Being a mum is everything but it’s also not enough. I know some girls grow up wishing and looking forward to being mothers, some even can’t wait till they can be a stay at home mum but personally this is not what I thought I would be doing at the age of 20. Yes I wanted kids but I also wanted to be working, I wanted to be going somewhere and right now I feel like I’m stuck.
Don’t get me wrong I wouldn’t change having my baby girls for the world but I am definitely struggling with adapting to this life. I struggle with the guilt I feel daily, I struggle with the lack of motivation I have to get out of bed most days, I struggle with not feeling good enough, I struggle with so much that alot of days I just want to curl up and hide. I don’t, every morning I get out of bed and get my baby girl, she doesn’t know that mummy wanted to hide under the blankets and pretend like she was gone, all she knows is that her mumma got her up and cuddled her. During the day I can’t wait till nap time but she doesn’t know that, she just sees mummy playing with her and feeding her, she sees mummy tending to her needs and demands with (most of the time) a smile or a few kind words.

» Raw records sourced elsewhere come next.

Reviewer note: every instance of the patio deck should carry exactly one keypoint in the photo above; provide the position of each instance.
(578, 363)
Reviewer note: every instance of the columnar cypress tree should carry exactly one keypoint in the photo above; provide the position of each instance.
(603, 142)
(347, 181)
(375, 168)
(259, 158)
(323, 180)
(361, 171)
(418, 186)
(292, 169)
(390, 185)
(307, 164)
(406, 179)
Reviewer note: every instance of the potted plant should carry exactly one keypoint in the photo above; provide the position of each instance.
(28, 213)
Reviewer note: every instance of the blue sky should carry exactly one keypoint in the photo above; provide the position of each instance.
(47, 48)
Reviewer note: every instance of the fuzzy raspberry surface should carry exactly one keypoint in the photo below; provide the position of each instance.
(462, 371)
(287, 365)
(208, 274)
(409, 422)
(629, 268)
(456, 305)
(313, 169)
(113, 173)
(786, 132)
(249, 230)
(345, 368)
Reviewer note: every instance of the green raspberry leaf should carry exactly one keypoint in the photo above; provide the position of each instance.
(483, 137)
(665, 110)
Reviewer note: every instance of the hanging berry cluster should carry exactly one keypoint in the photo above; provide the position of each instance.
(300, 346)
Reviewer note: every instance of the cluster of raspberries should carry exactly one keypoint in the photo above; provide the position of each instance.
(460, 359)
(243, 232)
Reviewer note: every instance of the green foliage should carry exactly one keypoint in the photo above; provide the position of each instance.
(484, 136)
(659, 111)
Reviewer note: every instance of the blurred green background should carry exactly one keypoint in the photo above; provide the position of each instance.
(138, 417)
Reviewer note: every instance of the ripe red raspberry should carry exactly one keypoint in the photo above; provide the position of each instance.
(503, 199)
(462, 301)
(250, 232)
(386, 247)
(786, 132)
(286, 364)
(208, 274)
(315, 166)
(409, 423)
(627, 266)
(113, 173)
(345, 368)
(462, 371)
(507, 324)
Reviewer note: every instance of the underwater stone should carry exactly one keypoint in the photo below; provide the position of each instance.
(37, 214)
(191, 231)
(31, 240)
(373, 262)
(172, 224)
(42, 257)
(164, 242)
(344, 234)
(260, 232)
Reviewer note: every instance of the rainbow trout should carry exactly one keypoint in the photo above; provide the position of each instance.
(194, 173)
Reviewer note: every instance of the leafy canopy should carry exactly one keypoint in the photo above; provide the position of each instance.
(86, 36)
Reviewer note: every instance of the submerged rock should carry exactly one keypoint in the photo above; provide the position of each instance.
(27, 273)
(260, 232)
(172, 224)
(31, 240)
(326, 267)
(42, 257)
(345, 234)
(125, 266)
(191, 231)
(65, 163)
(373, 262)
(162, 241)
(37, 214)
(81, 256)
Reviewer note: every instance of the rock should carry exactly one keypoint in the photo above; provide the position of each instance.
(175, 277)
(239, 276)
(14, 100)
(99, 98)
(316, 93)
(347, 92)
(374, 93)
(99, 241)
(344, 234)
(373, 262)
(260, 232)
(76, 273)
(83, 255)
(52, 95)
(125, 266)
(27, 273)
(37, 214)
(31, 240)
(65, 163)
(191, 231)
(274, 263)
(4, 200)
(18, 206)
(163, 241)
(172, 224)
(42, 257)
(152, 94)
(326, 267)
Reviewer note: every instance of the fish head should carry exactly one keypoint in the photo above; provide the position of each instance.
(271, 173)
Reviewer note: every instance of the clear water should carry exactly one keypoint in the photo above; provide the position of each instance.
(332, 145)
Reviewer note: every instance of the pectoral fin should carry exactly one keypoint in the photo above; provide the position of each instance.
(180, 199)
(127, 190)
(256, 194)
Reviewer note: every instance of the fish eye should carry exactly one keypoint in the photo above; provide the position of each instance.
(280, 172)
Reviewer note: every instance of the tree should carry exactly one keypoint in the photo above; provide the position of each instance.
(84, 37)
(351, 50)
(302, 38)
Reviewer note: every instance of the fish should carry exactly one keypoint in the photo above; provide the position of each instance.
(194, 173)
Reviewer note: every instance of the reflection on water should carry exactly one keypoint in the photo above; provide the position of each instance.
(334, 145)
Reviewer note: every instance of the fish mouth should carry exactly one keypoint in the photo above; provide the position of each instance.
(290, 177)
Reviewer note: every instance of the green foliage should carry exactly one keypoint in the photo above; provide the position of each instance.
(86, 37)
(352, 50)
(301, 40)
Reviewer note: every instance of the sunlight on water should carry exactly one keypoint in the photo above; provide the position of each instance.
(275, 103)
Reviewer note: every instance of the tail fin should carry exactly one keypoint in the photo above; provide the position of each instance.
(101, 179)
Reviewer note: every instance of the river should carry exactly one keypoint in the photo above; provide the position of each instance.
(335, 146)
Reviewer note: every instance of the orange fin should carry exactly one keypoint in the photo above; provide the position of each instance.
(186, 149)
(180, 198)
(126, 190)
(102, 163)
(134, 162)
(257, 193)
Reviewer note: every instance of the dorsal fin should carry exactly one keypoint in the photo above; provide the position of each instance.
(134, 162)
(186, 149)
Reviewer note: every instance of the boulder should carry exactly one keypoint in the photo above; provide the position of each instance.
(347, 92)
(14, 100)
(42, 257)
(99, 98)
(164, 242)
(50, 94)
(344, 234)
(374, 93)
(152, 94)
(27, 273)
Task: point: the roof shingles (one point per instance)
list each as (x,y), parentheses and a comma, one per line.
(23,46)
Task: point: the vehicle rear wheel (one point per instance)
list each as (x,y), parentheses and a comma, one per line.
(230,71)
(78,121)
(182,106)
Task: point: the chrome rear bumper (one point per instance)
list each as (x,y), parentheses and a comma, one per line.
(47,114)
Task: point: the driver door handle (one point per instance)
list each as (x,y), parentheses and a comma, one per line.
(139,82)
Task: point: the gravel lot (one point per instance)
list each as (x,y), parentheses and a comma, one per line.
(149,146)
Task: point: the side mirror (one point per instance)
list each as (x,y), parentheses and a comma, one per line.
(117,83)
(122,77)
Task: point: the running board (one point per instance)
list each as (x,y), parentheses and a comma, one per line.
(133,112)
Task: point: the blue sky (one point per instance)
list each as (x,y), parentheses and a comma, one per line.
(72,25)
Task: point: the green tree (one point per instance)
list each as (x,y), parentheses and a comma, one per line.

I have days where I question if I’m enough for her, if she deserves a better mum, if I’m a good partner, if it’s worth it. Those days are super hard for me. The worst thing about having depression and anxiety and being a mum is you know you have it right but you can’t control it. You know that to your little one, you are amazing but your brain tells you different. It makes you question everything. It’s arguing with yourself over every decision and every action. It’s hating life but also knowing you have to stay.
Motherhood is hard without the added mental health issues but with them every day is it’s own fight. Motherhood is laughter, joy, baby cuddles, being relied on, love and so much good but it is also constant judgement, unwanted advice, dirty looks, being unappreciated, and feeling like you have no control. The worst part about it is that alot of the judgment and unwanted advice comes from other mums. Whether they are strangers, your own family, your partner’s family, your ‘friends’ or anyone else you get it from every aspect of your life. The only thing you can do is be firm and stand your ground and remember no matter who they are it’s not their place, it is your child and you alone make those decisions about what you want for them or don’t want for them.